China, Canada and the US – The Italian music industry looks overseas
Second spotlight on Hit Week 2012: this time it’s about Italian music.
No doubt Subsonica, Negrita and Emma Re would have gathered all the Italians in Los Angeles. But behind the successful live shows there is a more important project that aims at promoting a well selected group of artists, that don’t “fit” the Italian mainstream, abroad. It’s both a cultural and a marketing operation that looks at China, Canada and the US.
The Italian music market alone can’t guarantee the return on investments; moreover, it’s time to show that the Italian cultural ferment is more alive than ever. But what are the chances to become competitive in the global market if, in all the cities hit by the Festival, the majority of the audience was Italian? “It’s a long but normal process”, says Max Casacci (Subsonica). “It happened in the past with different music genres. Latin music, Reggae music, were initially exported and enjoyed by migrants, before reaching a wider audience”.
Then we wonder if, when facing foreign audiences, the Italian language becomes a barrier or a characterizing feature. “The Italian language is one thing with the band,” continues Max. “In the Nineties many Italians chose to sing in English to resemble English or American bands. Then, a new generation of musicians came out from the underground scene: Afterhours, Marlene Kuntz, Casino Royale and also Subsonica… They tried to combine elements of the urban reality with the unique Italian poetics. These bands lasted long; they accepted a challenge and they won it. We shouldn’t be worried of using our own language.”
So what are the countries that are more likely to open the doors to the contemporary Italian music scene? “Far East is definitely an interesting market, and South America is still a good partner” says Enzo Mazza (FIMI President). “North America is the hardest territory to win, for the huge variety of music it produces and for the high standards; but if we make it, it can give excellent results, and Hit Week is working towards that direction”.
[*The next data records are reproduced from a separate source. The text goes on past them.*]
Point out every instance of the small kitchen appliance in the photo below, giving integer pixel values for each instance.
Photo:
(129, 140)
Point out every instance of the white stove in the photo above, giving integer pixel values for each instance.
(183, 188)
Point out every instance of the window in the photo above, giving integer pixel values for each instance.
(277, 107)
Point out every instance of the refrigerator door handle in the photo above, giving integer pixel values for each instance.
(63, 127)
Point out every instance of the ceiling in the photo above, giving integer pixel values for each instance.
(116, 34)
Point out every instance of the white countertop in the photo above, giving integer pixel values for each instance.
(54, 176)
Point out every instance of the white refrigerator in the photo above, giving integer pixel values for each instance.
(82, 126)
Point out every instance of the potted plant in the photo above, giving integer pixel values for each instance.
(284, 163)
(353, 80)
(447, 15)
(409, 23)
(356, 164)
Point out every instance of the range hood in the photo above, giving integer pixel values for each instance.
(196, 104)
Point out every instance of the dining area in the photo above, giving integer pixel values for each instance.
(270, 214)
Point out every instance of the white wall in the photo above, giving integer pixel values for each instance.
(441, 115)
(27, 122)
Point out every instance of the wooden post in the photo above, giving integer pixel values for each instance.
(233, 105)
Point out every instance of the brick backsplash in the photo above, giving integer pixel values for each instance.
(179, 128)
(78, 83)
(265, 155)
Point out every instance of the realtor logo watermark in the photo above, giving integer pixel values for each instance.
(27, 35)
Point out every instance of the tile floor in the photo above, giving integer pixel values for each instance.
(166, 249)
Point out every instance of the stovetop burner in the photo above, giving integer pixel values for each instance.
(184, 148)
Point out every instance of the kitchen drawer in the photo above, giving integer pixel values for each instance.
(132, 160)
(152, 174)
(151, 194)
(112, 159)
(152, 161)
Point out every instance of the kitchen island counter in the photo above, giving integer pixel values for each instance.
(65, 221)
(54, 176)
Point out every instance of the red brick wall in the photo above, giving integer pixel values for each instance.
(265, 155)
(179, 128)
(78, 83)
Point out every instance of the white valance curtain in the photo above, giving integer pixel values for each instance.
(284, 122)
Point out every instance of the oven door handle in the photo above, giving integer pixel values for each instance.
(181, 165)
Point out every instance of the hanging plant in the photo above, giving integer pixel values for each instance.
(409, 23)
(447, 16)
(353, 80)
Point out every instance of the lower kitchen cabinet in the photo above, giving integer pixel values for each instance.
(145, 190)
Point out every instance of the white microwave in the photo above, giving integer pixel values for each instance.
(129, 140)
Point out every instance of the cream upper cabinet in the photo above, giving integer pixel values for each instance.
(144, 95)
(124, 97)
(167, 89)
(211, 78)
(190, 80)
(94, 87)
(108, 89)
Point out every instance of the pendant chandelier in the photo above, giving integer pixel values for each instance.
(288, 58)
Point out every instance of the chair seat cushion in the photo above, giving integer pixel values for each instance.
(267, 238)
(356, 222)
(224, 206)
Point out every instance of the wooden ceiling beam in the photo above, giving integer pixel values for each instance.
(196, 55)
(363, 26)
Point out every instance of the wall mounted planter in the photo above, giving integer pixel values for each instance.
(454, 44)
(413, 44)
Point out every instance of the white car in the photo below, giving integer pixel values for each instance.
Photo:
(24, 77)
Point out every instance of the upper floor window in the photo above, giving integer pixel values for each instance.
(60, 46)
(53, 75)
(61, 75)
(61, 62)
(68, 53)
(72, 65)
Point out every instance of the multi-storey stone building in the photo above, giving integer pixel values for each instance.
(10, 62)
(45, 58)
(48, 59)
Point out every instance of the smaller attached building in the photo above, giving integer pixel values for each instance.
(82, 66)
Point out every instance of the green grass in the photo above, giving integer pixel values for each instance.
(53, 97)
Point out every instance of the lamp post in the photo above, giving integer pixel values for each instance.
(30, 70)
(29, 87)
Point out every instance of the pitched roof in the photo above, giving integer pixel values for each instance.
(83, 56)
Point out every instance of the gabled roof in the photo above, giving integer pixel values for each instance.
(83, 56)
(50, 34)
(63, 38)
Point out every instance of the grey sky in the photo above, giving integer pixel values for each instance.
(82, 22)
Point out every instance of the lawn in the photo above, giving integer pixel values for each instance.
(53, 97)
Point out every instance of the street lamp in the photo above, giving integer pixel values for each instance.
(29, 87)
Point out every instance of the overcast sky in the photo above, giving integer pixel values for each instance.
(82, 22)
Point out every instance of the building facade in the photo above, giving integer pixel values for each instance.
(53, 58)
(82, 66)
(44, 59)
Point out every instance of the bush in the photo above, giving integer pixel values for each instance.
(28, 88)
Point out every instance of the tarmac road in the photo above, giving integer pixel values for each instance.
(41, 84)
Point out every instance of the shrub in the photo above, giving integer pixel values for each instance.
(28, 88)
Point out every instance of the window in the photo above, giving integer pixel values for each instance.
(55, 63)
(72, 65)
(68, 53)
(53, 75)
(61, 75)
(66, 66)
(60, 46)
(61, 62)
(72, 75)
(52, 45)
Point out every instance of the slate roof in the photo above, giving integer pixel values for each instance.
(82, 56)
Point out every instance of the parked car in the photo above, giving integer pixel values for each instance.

Hit Week is produced by Francesco Del Maro for Music Experience Roma Italy and Mela Inc. Los Angeles, with the support of NIAF and The Rhythm Foundation Miami. The Festival is promoted by The Italian Ministry of Economic Development, The Italian Federation of Music Industry, The Puglia Region and The Italian Trade Commission in Los Angeles, and is presented under the auspices of the Consulate General of Italy in Los Angeles, in collaboration with the IIC Los Angeles.